Friday, November 05, 2021

Ochoa v. Davis, No. 16-99008 (11-1-21)(Clifton w/Rawlinson & Collins). The 9th affirms denial of a capital petition. AEDPA deference cuts short consideration of both guilt and sentencing issues. One such issue was Brady. A witness, who had participated in one of the aggravating offenses (a prior sexual assault), testified for the State regarding the petitioner’s involvement in the murder. This witness allegedly had implicated himself  to three separate “jailhouse informants” that he was involved in the murder. The State Supreme Court held these statements should have been disclosed, but in light of the petitioner’s confession and other evidence, the statements were not material.

The decision is here:

https://cdn.ca9.uscourts.gov/datastore/opinions/2021/11/01/16-99008.pdf

US v.

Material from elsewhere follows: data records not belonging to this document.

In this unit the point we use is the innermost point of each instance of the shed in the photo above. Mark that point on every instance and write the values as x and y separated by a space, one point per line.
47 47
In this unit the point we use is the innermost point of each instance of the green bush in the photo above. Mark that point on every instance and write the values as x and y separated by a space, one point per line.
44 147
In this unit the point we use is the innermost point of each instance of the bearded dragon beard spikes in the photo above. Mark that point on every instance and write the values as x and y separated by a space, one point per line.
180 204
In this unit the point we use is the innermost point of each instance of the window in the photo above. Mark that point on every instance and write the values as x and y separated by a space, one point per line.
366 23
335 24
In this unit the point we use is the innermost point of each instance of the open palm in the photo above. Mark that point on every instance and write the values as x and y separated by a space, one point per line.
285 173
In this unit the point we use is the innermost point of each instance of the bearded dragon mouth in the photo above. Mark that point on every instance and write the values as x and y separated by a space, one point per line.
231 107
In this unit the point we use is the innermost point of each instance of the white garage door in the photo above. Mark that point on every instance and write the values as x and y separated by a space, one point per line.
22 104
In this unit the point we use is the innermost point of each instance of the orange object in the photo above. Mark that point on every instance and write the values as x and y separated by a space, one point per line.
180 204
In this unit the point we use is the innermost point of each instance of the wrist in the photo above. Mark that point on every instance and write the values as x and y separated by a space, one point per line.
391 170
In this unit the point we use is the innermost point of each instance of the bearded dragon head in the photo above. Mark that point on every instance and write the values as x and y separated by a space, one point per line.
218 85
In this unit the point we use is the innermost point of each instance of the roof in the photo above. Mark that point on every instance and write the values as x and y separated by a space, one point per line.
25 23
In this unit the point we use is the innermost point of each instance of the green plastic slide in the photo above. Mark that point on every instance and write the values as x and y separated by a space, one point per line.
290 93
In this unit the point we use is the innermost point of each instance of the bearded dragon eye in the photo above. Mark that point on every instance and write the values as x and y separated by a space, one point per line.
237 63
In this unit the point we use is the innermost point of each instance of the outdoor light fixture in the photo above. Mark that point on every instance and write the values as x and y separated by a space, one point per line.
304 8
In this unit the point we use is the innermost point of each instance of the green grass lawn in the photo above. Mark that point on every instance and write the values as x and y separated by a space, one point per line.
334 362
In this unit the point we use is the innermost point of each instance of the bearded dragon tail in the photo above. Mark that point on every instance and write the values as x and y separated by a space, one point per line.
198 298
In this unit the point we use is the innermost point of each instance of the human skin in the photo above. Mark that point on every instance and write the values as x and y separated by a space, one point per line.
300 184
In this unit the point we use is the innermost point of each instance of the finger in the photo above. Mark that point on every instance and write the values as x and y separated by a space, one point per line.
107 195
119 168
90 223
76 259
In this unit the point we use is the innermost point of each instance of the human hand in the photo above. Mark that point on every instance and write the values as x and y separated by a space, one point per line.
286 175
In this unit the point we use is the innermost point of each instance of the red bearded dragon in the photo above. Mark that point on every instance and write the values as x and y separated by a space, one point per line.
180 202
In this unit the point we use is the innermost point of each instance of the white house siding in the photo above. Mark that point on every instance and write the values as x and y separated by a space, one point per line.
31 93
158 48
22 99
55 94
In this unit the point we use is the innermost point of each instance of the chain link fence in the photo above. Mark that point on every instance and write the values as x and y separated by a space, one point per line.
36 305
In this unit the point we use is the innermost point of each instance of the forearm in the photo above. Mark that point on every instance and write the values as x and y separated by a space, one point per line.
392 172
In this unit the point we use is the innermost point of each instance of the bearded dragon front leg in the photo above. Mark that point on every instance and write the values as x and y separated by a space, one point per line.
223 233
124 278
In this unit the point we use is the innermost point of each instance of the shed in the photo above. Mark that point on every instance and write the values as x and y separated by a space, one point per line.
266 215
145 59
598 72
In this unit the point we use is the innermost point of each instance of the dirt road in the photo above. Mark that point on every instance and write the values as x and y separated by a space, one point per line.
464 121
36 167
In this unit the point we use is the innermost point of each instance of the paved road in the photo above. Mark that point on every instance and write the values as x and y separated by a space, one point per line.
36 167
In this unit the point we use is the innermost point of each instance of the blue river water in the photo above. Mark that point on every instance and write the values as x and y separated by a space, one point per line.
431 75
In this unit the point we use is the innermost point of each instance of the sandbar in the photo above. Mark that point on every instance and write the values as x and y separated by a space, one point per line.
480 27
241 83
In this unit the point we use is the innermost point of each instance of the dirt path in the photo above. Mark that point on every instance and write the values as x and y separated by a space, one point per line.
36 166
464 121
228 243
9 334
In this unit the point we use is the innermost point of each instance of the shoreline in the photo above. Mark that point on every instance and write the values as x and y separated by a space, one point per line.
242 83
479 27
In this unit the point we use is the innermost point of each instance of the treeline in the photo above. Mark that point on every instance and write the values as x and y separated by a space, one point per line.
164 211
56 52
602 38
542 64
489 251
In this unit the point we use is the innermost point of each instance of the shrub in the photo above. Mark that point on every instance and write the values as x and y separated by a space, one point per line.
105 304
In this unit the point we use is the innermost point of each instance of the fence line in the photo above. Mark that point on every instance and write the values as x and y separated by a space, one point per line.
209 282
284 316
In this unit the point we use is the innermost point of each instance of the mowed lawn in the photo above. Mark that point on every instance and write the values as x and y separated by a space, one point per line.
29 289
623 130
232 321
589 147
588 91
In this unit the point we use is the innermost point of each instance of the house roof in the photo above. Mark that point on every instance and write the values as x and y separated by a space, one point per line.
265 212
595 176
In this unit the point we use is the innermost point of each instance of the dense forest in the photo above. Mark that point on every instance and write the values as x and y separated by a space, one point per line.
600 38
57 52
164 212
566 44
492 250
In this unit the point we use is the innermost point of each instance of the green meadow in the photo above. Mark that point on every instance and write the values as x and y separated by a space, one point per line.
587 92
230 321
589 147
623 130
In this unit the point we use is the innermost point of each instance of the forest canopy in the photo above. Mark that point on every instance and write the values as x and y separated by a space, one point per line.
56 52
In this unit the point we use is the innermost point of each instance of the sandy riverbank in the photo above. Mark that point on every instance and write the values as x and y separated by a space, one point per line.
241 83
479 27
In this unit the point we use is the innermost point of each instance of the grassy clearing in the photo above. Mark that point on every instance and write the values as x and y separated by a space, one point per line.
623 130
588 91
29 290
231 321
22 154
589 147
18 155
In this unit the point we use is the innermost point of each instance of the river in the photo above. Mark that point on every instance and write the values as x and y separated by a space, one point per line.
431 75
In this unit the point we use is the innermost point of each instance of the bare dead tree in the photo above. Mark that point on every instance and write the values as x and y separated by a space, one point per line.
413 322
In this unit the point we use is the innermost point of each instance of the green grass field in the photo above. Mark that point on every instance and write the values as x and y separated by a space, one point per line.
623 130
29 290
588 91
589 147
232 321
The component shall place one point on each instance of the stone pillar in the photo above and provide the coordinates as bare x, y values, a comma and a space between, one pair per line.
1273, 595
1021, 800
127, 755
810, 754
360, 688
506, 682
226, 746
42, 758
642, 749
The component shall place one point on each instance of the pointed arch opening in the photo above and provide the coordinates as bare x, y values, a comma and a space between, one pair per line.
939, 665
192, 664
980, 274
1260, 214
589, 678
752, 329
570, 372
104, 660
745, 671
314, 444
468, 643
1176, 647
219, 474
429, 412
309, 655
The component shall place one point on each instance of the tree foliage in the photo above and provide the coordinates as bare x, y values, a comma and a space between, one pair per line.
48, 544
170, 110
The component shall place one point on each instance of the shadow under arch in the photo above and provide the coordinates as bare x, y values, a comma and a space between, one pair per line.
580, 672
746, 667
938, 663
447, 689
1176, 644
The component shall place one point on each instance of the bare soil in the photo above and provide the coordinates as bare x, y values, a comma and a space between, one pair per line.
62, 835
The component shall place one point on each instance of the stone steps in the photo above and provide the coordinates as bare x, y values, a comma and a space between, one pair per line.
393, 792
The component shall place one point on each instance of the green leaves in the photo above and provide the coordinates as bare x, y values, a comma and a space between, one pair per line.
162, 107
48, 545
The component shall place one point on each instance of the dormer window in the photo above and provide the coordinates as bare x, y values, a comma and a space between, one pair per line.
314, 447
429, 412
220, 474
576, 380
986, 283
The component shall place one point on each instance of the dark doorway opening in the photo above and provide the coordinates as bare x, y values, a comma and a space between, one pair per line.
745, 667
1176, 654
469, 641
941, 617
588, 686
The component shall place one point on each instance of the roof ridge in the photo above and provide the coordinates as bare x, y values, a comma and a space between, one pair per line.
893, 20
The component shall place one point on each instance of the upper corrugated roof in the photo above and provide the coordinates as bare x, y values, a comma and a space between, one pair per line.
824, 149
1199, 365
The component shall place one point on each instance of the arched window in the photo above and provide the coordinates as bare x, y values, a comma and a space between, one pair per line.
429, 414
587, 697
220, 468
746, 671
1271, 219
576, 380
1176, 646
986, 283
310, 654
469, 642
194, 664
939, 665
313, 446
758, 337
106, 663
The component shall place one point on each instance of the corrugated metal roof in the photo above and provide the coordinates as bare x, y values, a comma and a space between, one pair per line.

Rizo-Rizo, No. 20-50172 (10-29-21)(Bennett w/Paez & Callahan). For the misdemeanor offense of attempted illegal entry, 1325(a)(1), the 9th holds that knowledge of alienate is not an element of the offense. This is a circuit issue of first impression. The specific intent of “attempted entry” goes to whether the person specifically intended to enter the United States. See US v. Smith-Baltiher, 424 F.3D 913 (9th Cir. 2005). The 9th also distinguishes Rehaif, which construed the scope of “knowingly” as to the elements.

The 9th here takes the approach to regard the offense as a regulatory one, and no presumption of scienter applies. Supporting this too is that Congress had required specific intent in other provisions of 1325; and 1326 has been held to be regulatory.

A valiant appeal by Doug Keller and Michael Marks of the Federal Defenders of San Diego.